I saw the blood first. A smear, then a dark pool spreading out across the marble. The man lay spread-eagled on the floor, face down, torn apart, gaping holes in his back, his right leg shattered, twisted obscenely under him. A hood over his head.
I crouched down as Justine Smith ran up.
Pulling a tissue from my pocket, I wrapped it around my fingers, turned the body over and tried to remove the hood, but it was tied fast. I glanced up to see Deputy Commissioner Thorogood.
“Jesus!” he said as he lowered beside me.
“Multiple gunshot wounds. Twice in the back, leg,” I said and tilted the body so Thorogood could study the ragged circles in the guy’s linen jacket.
Darlene, Private’s tech guru, squatted down close to the
body. She’s usually in a lab coat over jeans, but tonight she was wearing a red cocktail dress that accentuated her incredible curves. She pulled on latex gloves, removed a sharp implement from her clutch purse. Leaning forward, she cut the ties of the hood and eased up the fabric.
“Holy Christ!” Thorogood exclaimed.
HIS EYES HAD been gouged out. There were two red craters in their place. The skin was jagged, blood oozing. A gray bundle of nerves snaked from the left socket and stuck to the skin of the man’s cheek.
It was hard to tell for sure, but he looked like a young kid, maybe late teens, twenty tops. The rest of his face was smeared, his nose smashed to hell.
I heard Johnny Ishmah, the youngest of my team, behind me. I turned to him. “Johnny get everyone out.” Then I saw Mary. “Come with me.”
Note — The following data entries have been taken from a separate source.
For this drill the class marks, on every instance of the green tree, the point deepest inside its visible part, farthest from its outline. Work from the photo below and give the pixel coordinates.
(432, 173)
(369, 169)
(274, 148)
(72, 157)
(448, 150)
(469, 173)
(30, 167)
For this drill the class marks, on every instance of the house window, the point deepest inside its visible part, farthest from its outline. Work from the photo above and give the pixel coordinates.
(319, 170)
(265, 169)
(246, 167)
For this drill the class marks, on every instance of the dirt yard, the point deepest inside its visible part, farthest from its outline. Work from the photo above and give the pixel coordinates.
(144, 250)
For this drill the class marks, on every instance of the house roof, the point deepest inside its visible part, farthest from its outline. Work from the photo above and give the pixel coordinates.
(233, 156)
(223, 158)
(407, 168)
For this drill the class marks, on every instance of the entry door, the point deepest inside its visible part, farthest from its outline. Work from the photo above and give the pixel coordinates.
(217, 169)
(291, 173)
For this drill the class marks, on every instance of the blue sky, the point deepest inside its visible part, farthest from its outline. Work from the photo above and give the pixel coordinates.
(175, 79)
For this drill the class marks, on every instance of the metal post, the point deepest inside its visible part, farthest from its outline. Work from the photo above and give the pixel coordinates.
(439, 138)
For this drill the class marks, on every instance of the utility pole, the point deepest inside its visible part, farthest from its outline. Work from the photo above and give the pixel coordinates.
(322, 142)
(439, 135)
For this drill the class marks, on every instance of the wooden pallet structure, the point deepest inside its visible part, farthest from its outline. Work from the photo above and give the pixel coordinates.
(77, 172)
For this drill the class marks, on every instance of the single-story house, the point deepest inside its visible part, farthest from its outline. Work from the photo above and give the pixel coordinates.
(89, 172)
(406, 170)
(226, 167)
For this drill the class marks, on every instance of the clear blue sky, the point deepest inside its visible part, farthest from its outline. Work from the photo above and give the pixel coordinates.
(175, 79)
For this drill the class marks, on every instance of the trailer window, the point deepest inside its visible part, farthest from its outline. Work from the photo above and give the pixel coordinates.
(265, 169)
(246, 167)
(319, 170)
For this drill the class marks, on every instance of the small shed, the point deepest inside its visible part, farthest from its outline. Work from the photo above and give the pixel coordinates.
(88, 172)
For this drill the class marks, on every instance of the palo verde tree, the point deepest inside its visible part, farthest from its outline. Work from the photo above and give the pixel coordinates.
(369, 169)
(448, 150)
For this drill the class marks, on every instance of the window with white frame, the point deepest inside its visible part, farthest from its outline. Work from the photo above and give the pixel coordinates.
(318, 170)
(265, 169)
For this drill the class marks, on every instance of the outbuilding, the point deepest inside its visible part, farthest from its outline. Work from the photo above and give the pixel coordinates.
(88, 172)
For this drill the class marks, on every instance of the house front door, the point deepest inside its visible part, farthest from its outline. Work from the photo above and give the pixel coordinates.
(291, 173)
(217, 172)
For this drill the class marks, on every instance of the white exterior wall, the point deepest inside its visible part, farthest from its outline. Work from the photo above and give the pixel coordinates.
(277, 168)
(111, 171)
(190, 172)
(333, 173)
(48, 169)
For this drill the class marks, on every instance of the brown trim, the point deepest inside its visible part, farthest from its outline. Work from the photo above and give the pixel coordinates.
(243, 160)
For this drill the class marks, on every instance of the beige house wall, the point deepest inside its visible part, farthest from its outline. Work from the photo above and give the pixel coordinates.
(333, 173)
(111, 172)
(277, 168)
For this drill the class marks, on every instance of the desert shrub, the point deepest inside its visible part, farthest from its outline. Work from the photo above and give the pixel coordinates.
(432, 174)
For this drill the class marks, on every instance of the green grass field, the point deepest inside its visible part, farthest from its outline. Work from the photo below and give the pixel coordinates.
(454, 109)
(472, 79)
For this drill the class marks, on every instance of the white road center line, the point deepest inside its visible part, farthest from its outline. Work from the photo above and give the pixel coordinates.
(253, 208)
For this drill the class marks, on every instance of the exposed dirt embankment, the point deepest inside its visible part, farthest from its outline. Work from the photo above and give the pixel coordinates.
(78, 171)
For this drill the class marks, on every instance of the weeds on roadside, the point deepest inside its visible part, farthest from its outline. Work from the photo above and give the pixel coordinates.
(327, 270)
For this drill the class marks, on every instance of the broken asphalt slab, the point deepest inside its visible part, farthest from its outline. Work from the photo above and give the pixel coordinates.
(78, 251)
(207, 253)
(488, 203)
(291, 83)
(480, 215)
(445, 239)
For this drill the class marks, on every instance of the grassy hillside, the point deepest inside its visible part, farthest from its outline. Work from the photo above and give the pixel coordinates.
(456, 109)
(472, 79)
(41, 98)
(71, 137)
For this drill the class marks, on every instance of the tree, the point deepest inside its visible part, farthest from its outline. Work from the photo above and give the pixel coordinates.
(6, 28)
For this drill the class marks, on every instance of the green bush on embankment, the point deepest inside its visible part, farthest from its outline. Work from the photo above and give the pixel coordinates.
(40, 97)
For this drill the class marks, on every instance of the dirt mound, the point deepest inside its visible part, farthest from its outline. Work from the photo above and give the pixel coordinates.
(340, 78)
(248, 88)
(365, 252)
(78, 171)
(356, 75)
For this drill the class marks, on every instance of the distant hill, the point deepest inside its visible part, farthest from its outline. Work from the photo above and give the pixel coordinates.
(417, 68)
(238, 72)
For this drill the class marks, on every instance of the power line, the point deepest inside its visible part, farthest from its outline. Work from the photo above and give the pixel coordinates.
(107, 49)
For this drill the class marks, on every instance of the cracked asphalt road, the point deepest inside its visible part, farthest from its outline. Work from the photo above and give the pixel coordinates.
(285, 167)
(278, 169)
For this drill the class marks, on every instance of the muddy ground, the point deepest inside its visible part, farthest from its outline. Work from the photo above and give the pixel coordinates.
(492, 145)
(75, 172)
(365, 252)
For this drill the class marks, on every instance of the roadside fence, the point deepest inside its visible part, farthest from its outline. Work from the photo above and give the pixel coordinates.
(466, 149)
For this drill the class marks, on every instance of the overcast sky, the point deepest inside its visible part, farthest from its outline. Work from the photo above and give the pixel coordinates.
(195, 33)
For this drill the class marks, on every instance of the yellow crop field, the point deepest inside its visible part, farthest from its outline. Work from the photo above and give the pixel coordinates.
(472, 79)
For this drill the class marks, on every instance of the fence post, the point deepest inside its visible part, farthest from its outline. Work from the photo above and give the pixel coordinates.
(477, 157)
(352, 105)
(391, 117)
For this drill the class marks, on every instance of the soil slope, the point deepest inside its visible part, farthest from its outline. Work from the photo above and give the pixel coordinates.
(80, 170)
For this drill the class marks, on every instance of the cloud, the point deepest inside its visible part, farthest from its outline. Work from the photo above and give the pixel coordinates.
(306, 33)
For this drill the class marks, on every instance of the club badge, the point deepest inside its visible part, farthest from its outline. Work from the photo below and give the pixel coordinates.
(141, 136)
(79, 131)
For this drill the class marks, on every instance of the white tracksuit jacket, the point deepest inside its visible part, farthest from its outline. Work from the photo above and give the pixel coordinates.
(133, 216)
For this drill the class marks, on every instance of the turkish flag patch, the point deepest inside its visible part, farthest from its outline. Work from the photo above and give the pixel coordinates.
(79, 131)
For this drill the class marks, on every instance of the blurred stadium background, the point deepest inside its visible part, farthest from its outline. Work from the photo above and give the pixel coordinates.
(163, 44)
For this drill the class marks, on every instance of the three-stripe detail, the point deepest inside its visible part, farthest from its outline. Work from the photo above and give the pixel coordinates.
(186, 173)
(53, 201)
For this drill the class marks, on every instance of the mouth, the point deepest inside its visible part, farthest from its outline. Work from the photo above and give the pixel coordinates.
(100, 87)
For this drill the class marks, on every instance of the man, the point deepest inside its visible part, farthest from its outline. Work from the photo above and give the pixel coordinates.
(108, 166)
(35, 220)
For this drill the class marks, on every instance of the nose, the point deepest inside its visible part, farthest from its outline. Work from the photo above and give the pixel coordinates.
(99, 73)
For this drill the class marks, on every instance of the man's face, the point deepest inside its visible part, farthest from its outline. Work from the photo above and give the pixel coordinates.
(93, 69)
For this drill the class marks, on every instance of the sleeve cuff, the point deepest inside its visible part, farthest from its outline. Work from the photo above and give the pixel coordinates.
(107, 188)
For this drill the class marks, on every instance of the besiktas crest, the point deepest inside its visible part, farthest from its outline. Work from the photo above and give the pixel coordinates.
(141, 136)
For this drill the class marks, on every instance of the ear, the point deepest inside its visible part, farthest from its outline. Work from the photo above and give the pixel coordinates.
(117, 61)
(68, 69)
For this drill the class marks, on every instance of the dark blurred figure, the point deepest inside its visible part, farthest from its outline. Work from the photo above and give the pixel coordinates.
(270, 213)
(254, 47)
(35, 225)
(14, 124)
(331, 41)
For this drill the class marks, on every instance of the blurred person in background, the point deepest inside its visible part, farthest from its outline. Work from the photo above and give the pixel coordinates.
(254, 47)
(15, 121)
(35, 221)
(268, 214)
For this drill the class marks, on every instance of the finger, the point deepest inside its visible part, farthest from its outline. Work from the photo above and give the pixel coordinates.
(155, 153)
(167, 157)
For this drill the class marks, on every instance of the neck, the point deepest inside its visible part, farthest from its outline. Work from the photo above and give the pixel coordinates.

The Deputy Commissioner straightened and pulled out his cell as he walked away.
I heard him say “Inspector …” His boys would be here in minutes.
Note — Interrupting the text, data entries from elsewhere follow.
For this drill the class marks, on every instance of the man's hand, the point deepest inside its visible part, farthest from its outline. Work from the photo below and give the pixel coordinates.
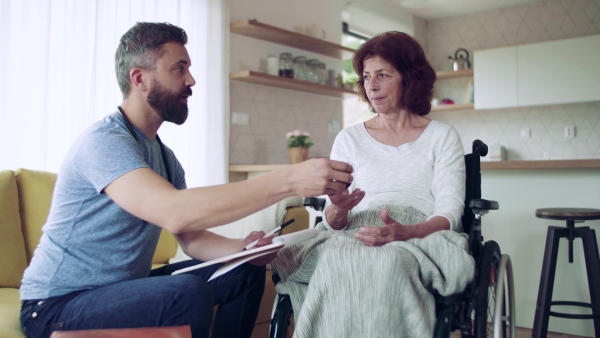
(254, 235)
(320, 176)
(389, 232)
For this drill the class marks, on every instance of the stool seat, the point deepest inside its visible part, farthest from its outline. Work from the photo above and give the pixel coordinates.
(567, 214)
(592, 260)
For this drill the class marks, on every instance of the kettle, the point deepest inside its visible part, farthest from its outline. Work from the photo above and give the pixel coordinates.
(460, 59)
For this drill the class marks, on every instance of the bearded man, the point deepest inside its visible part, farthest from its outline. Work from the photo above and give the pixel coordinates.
(119, 186)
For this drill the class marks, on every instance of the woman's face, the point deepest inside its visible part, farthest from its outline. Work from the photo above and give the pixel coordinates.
(383, 84)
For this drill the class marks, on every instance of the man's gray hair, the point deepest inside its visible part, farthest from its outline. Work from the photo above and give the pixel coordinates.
(141, 46)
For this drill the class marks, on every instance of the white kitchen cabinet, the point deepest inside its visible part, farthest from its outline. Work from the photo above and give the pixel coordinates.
(554, 72)
(563, 71)
(496, 78)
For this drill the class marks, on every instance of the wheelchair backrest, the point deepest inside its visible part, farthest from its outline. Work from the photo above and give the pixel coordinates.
(473, 181)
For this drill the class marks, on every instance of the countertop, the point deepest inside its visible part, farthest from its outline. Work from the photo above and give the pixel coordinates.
(500, 165)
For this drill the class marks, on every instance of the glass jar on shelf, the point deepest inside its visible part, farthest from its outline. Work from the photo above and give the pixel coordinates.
(300, 68)
(286, 65)
(322, 73)
(312, 75)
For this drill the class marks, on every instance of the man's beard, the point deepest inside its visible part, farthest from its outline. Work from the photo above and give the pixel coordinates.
(167, 104)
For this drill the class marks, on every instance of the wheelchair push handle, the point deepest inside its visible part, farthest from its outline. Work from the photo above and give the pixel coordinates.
(479, 148)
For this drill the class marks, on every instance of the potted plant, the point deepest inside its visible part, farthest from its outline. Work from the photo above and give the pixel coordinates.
(298, 143)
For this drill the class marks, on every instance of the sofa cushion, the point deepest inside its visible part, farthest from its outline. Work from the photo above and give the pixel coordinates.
(10, 304)
(13, 260)
(35, 196)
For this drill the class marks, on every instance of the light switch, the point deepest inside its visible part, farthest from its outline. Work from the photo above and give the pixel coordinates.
(569, 131)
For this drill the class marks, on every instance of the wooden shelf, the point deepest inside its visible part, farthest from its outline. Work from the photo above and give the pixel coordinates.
(454, 74)
(284, 82)
(266, 32)
(449, 107)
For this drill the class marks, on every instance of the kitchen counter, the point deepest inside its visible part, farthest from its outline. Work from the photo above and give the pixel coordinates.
(244, 169)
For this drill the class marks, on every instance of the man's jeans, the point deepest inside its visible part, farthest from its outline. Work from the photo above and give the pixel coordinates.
(159, 300)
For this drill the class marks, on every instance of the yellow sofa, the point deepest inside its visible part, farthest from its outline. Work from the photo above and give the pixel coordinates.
(25, 197)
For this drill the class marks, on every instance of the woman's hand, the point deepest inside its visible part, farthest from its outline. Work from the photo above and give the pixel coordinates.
(345, 200)
(389, 232)
(254, 235)
(336, 213)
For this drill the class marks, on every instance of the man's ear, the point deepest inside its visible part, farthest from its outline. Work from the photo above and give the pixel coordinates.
(138, 78)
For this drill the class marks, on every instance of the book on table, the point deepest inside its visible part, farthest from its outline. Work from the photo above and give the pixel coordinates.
(232, 261)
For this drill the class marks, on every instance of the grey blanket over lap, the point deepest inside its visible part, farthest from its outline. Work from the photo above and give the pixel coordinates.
(341, 288)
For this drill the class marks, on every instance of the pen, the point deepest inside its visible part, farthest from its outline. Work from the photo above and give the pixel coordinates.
(279, 228)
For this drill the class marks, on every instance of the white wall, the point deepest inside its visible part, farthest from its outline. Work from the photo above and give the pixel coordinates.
(275, 111)
(523, 236)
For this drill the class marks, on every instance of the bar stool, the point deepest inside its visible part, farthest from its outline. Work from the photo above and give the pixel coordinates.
(592, 262)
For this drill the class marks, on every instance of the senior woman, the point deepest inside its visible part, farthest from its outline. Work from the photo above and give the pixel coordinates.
(393, 237)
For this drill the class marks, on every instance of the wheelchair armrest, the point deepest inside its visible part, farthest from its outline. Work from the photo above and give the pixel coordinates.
(481, 204)
(315, 202)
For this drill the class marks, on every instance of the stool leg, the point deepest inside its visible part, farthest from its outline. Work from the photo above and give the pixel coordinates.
(592, 263)
(542, 310)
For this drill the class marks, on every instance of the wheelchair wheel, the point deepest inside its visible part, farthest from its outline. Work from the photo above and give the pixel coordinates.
(485, 299)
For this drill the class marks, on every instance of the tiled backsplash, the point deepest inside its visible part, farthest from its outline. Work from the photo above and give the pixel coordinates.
(546, 126)
(272, 113)
(515, 25)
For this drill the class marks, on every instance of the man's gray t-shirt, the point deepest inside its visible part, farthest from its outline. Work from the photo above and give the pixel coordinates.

“Well, not your average gatecrasher,” I heard Darlene mumble as Mary and I headed for the door.
“Blood trail.” I flicked a glance at the floor just beyond the door.
“Passage ahead leads to the garage,” Mary responded.
There was a slew of blood across the concrete, up the walls.
Picking our way round the puddles I leaned on the second door and we were out onto “Garage Level 1”. Plenty of blood still, oval droplets on the rough concrete. The sort of splashes someone makes when they are running and bleeding at the same time.
The poor kid had stopped here, blood had pooled into a patch about two feet wide that was rippling away toward a drain in the floor. The trail led off to the left. Three cars stood there, a Merc, a Prius and my black Spider. Tire marks close to the bend, more blood.
I bent down and picked up a shell casing, holding it in the tissue still in my hand.
“.357 Sig,” Mary said. She was ex-Military Police, knew a thing or two.
“Pros.”
“Must be cameras everywhere.” She glanced around.
“Small garage. There’s a guard at the gate. He has a security camera system.” I turned and led the way back. The road narrowed, a barrier twenty yards ahead. Next to that, a booth.
I could see immediately the place was hit. Glass everywhere, the guard slumped unconscious, a row of monitors an inch from his head. The cable to a hard drive dangling. Standard system … record the garage for twelve-hour rotations on a terabyte hard drive. Wipe it, start again.
“Took the hard drive,” Mary said nodding at the lead.
I crouched down beside the guard and lifted his head gently. He stirred, pulled back and went for his gun. That had gone too.
“Whoa buddy!” Mary exclaimed, palms up.
The guy recognized me. “Mr. Gisto.” He ran a hand over his forehead. “Holy shit …”
“Easy, pal.” I placed a hand on his shoulder. “Remember anything?”
He sighed. “Couple a guys in hoodies. It all happened so bloody quick …”
“Alright,” I said, turning to Mary. There was a sudden movement beyond the booth window. A cop in a power stance, finger poised to the trigger.
A second later Deputy Commissioner Thorogood appeared in the doorway, touched the officer’s arm. “Put it down, constable.”
It was then I saw the third guy, standing next to Thorogood. Middle build, five-ten, hard, lived-in face. I recognized him immediately and felt a jolt of painful memories. Covered it well. I knew he instantly recognized me, but he pretended he hadn’t. The devious son of a bitch.